In everyday communicative action, speakers raise claims to normative rightness that presuppose the background of moral norms and customary practices that make up what Habermas calls "social reality". When one of these background assumptions is problematized, the only way to restore social coordination in an uncoercive manner is to proceed to the reflexive level of communicative action that Habermas calls "discourse" (Disckurs). At this level, participants must detach themselves from the everyday certainties of the lifeworld in order to submit the problematized norm to unreserved examination. By exchanging reasons for and against, they seek rationally to motivate each other either to accept the norm in question or to agree on a new norm.
From this, Habermas derives the discourse principles (D), which Habermas describes as an intersubjective or communication-theoretic reinterpretation of Kant's Categorical Imperative: "Only those norms can claim validity that could meet with the acceptance of all concerned in practical discourse." This serves as the basis of both his discourse ethics — which operationalizes (D) under the form of a universalization principe — and his deliberative theory of democracy, which adapts it under the form of a democratic principle: "Only those statutes may claim legitimacy that can meet with the assent of all citizens in a discursive process of legislation that in turn has been legally constituted."
Thus formulated, the democratic principle commands the creation of the medium of law itself. First, it requires the institutionalization of the argumentative practices that alone can legitimate state decisions. This requires that it put in place a system of rights guaranteeing both the subjective liberties associated with the liberal tradition and the political rights associated with the republican. Second, it requires the creation of a state with the legislative, administrative, and judicial powers capable of deciding upon laws, of putting them into practice, and of enforcing them
On this account, the constitutional state in its entirety is conceived as transforming the communicative power generated by citizen interactions into legally enforceable administrative power. The result is what Habermas calls a variety of "radical democracy": the entire charge of legitimation rests upon the processes of democratic opinion- and will-formation that animate the informal public sphere of citizen interactions, voluntary associations, and mass media. Thus, the health of a democracy can be judged by the degree to which its institutionalized political deliberations are open to the considerations that come to it from such citizen interactions.

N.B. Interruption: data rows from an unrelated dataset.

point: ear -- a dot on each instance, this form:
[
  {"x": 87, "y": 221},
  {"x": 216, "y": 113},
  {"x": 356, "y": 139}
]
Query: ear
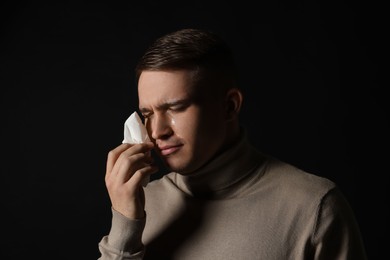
[{"x": 233, "y": 103}]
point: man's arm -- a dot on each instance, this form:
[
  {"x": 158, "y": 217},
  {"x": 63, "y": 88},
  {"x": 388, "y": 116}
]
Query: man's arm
[{"x": 336, "y": 234}]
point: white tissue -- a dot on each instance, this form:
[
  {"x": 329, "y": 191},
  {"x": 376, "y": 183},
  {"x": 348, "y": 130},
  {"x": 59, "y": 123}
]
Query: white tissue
[{"x": 135, "y": 133}]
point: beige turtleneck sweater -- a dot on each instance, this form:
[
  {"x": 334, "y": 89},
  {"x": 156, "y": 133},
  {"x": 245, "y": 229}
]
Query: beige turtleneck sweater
[{"x": 242, "y": 205}]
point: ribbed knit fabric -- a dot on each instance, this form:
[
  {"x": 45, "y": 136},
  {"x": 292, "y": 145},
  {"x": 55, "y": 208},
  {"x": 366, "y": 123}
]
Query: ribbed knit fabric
[{"x": 242, "y": 205}]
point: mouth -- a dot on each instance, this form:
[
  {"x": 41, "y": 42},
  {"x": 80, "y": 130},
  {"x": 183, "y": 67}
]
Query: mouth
[{"x": 169, "y": 149}]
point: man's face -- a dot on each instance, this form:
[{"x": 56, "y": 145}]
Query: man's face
[{"x": 186, "y": 123}]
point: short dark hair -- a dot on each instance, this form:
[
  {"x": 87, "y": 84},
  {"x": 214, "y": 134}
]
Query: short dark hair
[{"x": 193, "y": 49}]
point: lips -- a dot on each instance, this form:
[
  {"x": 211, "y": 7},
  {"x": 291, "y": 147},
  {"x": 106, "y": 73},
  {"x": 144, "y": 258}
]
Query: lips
[{"x": 169, "y": 149}]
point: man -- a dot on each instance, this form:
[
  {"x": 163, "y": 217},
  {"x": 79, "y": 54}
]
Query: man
[{"x": 223, "y": 198}]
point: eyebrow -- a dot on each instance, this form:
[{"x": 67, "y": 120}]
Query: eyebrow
[{"x": 166, "y": 105}]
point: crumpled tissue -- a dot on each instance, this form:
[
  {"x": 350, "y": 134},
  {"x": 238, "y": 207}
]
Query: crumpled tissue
[{"x": 135, "y": 133}]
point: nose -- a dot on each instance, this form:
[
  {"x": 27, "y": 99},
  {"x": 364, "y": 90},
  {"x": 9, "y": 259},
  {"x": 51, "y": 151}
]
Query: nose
[{"x": 160, "y": 127}]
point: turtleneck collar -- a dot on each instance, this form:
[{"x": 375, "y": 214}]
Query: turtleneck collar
[{"x": 224, "y": 174}]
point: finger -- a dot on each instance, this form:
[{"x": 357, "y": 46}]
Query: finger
[
  {"x": 128, "y": 166},
  {"x": 138, "y": 177},
  {"x": 113, "y": 157},
  {"x": 133, "y": 149}
]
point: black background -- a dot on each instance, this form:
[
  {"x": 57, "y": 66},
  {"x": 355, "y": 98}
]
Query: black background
[{"x": 310, "y": 72}]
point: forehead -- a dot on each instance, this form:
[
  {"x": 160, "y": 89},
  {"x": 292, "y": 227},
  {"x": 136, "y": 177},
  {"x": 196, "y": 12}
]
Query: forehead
[{"x": 155, "y": 87}]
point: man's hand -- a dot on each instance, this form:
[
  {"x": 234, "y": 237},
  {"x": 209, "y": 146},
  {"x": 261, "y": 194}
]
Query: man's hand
[{"x": 127, "y": 165}]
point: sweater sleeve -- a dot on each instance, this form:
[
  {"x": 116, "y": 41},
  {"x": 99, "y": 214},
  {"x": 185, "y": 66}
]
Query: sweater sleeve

A left-leaning — and far more interesting — alternative to John Rawls's thoroughly centrist political liberalism and Robert Nozick's laissez-faire libertarianism, Habermas's discourse theory of democracy deserves far more attention than it has received, and certainly far more than the aforementioned works. Several of the essays collected in this volume, in particular "'Reasonable' versus 'True'" and "Three Normative Models of Democracy" provide good, simplified introductions to some key elements of Habermas's theory, and to that extent, they are worth reading. In order to grasp the theory in all of its complexity, however, the reader would do better to turn to the magnificent if daunting edifice that is Between Facts and Norms (1992).